The implied author has the narrator tell the reader: “In spring I suffer…Every blow in my life took place in spring…of loss, of betrayal, of disappointment.” The reader learns that the narrator is melancholy, has had sad experiences. Some people, reading Casting Shadows, have complained that the story is a portrait of someone with “clinical depression.” This is perhaps legitimate, but I think the overall picture is more of someone with gravitas, someone who has had a range of experience and is alone. Again, this interpretation tends to blunt criticism of the narrator as a “bad” person. Not to excuse her desires, but to make her more likable, less an object, more a ”real” person.
The next section elaborates on this theme. The narrator describes an encounter with her “ex, the only significant one.” Now she mostly sees his negative qualities, his fussiness, his pretension. She recalls his unfaithfulness to her, how he maintained a sort of double life, going from life with her to life with another woman. The narrator was badly treated, however…”even as my life shattered into pieces, I felt as if I were finally coming up for air.” A further view of the narrator as a sympathetic survivor.
Now that the implied author has established some likable qualities in the narrator it’s time to show her dark side—a dark side now in context. She is a sad, lonely person who yearns for happiness. She follows her friend and the husband, listening in on their arguing. She goes on an outing with the husband when her friend is ill, becoming a sort of surrogate wife, and then waits for his call proposing they have an affair. As I’ve mentioned, she doesn’t express guilt or remorse, but does feel considerable anxiety over falling into “an abyss.”
I think the story would have a much different feel if we did not have the earlier scenes of the narrator expressing sadness, loneliness, telling the unfortunate story of her failed marriage. Without the proper context, she could come off as an unlikable psychopath—but that is not the implied author’s intent. (Unlikable psychopath—are there likable psychopaths?)
At the end, responding to a crisis, the narrator goes to walk her friend’s dog. Over several days, she walks the dog; she likes the dog: “…though he pulls me, I’m the one holding the leash. Every step puts distance between me and my infatuation until it’s no longer dangerous, until our romance, which never took hold to begin with, loses its hold over me.”
So, reading Casting Shadows lets us spend time with a lonely and alienated person who yearns for connection, almost achieves it through illicit romance, but catches herself and accepts that it isn’t meant to be.
I am touched by this story, by its style and by what it shows about people. I like the narrator even though I’m unhappy with her at points mid-story. She shows her vulnerabilities, and this helps me like her. Even though I don’t always find her honest, the implied author lets me know the truth.

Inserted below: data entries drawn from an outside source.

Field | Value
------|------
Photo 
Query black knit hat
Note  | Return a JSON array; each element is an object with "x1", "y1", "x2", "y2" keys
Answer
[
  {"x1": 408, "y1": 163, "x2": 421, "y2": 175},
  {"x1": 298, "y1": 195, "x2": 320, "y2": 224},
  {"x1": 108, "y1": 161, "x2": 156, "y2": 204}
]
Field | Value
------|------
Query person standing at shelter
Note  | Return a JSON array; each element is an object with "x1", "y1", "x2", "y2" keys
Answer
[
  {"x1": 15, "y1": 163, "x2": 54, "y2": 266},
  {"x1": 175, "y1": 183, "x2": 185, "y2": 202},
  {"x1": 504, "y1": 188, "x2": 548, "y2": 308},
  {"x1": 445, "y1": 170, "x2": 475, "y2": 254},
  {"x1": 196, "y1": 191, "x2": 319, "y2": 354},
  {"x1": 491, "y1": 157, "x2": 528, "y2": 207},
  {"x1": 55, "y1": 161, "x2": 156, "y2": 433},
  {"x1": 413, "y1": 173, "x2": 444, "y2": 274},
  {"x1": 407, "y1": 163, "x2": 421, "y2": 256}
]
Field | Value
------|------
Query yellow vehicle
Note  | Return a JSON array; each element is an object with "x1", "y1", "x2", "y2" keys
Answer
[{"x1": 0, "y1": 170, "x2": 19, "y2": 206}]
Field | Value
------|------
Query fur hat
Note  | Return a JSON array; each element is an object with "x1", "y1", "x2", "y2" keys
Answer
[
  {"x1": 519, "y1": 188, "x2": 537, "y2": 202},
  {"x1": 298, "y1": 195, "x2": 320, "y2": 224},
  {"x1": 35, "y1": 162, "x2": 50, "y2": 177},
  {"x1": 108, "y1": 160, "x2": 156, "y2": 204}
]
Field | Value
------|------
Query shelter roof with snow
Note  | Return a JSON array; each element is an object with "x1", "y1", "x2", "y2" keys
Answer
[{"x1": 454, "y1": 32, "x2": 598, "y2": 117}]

I think we’ll wrap up Chasing Shadows this week although there’s more to say about this beautiful story. One thing that comes to mind is its curious genesis: taken in discontinuous sections from a novel written in the Italian language, translated, and published in a major American literary magazine just before the publication of the Italian novel in English. A marketing ploy, some have said. I say this is a fantastic story on its own, a successful venture, but I wonder if this sort of thing will be repeated—crafting a short story from parts of a novel.